Tuesday 17 May 2016

How the RCM Stance on Abortion Could Be A Covert Attack Upon Women's Rights


A 31 week old foetus. 

The Royal College of Midwives' position statement on abortion calls for the decriminalisation of abortion at any stage.

On the face of it, to me it is a madness that defies comprehension. Abortion is already available pretty freely (and in practice, on demand) up to 12 weeks. It is available with further safeguards up to 24 weeks. It is available for medical reasons up to full term.

What IS illegal is self-induced abortion, and abortion by someone other than a registered medical practitioner. The only prosecution I can find anywhere of self-induced abortion outside of Northern Ireland is of a woman who used medication bought online to induce her own abortion in the third trimester, so after 28 weeks.

So what will legalising abortion up to full term, and by anyone, achieve? I think to answer this, we also need to look at attitudes to abortion.

As I was growing up in the 70s and early 80s, if a teenager got pregnant, the assumption was that she would abort the baby. It was one of those things that went unspoken but was known. Having a baby in your teens was frowned upon, and so it very rarely happened. Then this happened:


In 1985, 16 year old Michelle Fowler became pregnant on Eastenders. Against all the odds and expectations, she refused an abortion and went on to have her baby. I don't think it is any exaggeration to say that this was the point where everything changed - the point at which having an abortion as a pregnant teen began to become the frowned-upon option.
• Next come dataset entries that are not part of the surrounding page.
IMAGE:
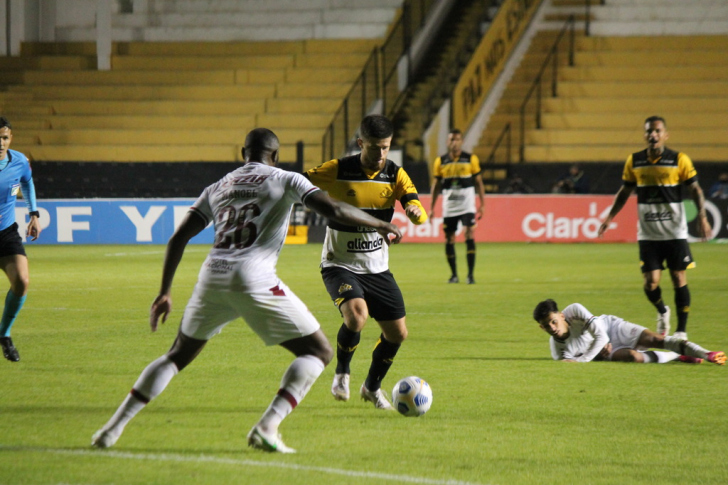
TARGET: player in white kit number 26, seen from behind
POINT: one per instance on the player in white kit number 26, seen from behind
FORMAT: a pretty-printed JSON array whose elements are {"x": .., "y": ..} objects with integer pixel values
[{"x": 249, "y": 208}]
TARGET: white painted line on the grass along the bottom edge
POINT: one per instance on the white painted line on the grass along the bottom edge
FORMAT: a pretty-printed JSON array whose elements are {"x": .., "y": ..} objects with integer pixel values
[{"x": 237, "y": 462}]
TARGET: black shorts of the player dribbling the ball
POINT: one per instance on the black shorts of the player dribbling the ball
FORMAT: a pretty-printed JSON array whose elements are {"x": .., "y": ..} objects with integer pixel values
[{"x": 380, "y": 291}]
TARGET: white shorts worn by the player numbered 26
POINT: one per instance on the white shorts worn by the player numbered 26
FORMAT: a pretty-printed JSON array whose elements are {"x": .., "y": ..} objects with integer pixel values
[{"x": 276, "y": 314}]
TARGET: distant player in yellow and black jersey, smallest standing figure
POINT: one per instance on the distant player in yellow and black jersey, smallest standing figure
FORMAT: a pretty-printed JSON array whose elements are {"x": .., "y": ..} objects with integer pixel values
[{"x": 457, "y": 177}]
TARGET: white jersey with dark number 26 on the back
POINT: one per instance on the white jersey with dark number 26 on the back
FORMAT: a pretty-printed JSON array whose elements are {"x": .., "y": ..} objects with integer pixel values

The time when this attitude began to spread to all abortions, so that 'you've had an abortion' became some sort of shameful abuse you could throw at the 'enemy' on Jeremy Kyle, whereas going through with the pregnancy and struggling to cope with the baby was something that the audience would cheer.

In my own experience, women of the generations that followed my own have become less approving of abortion. The expectation now is that a teenager getting pregnant would be expected to have the baby rather than the abortion - an expectation reflected in soap operas nowadays too - no-one would be shocked at Michelle's decision today. It's almost as though a woman has to have a 'good reason' to not have a baby. Attitudes are hardened in a way the law isn't.
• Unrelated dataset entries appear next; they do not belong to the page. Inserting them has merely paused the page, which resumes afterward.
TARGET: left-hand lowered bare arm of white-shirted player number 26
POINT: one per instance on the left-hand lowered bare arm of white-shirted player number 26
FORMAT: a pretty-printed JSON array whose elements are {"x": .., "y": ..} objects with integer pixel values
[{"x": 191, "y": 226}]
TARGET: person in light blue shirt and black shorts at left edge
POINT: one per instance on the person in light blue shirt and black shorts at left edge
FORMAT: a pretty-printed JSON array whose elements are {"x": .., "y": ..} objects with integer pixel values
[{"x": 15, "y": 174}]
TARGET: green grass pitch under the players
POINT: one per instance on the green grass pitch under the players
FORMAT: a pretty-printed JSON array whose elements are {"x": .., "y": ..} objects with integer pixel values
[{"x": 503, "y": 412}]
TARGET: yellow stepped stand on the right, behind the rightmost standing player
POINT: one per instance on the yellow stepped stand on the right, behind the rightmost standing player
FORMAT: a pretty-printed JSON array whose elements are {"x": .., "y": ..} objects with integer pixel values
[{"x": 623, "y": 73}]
My personal view, if it matters, is that I think we need to get rid if the pussy-footing around and make abortion on demand legal up to 12 weeks. Otherwise I think the law has it pretty much right, although there is a case to be made for lowering the 24-week general limit to 22 weeks, given technological advances. To allow unrestricted abortion up to term is nothing short of legalised infanticide, however you dress it up.
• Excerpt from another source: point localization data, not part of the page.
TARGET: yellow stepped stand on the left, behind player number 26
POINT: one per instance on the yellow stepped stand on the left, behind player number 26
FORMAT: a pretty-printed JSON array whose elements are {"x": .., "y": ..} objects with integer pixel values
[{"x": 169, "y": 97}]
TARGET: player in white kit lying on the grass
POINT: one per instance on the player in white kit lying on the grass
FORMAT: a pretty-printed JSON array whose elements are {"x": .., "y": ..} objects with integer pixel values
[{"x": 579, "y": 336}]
To decriminalise late abortion and abortion outside of medical supervision - well, just who are we trying to help? The mentally ill? The under-age? Those with learning disabilities? The otherwise vulnerable? All of these groups would be treated sympathetically by the courts - IF they were prosecuted. The situation seems to be that if these cases are happening, they are not being brought to court. The potential back-street abortionists and online drug distributors? Surely every woman deserves protection from those? That only leaves the cruel and psychopathic - and of course, everyone likes to think that such people don't exist, but they do. The We Trust Women campaign blithely disregards their very existence. There are women I wouldn't trust with a cat's life, let alone a baby's. Infanticide is rare, but it doesn't mean it should be legal, and so surely the same applies to self-induced late-term abortion? 

So what would happen if this decriminalisation were to take place? Someone like me, who is pro-choice, could no longer enthusiastically take that stance. I would no longer feel able to speak up against the pro-lifers, because I could not justify a law that was allowing abortion of a child. It isn't a foetus if it is capable of surviving birth - it's a baby. It isn't abortion if it is at 38 weeks - it's murder. It's one thing if two doctors say there are good medical reasons for that murder to take place with the mother's agreement. But for a woman to be able to decide that without safeguard or consequence? 

I won't be the only one to feel this way. So what this campaign is doing is fighting for a change in the law that would ultimately harden attitudes AGAINST abortion. That isn't good for women, and the consequences could be frightening, because pro-lifers have a startling propensity to throw the baby out with the bathwater (sorry). What seems to be a stand for women's rights could turn out to be the first step back to the dark ages. 

I can't help thinking it would also be detrimental to the fight for women's rights over their own bodies in Northern Ireland and the Republic of Ireland. The old 'look, you legalise abortion and it will be a slippery slope down a mountain of dead babies, like in England' argument will be all the more powerful. 

Things are never as simple as they seem. Call me paranoid, but it doesn't mean the establishment isn't out to get us.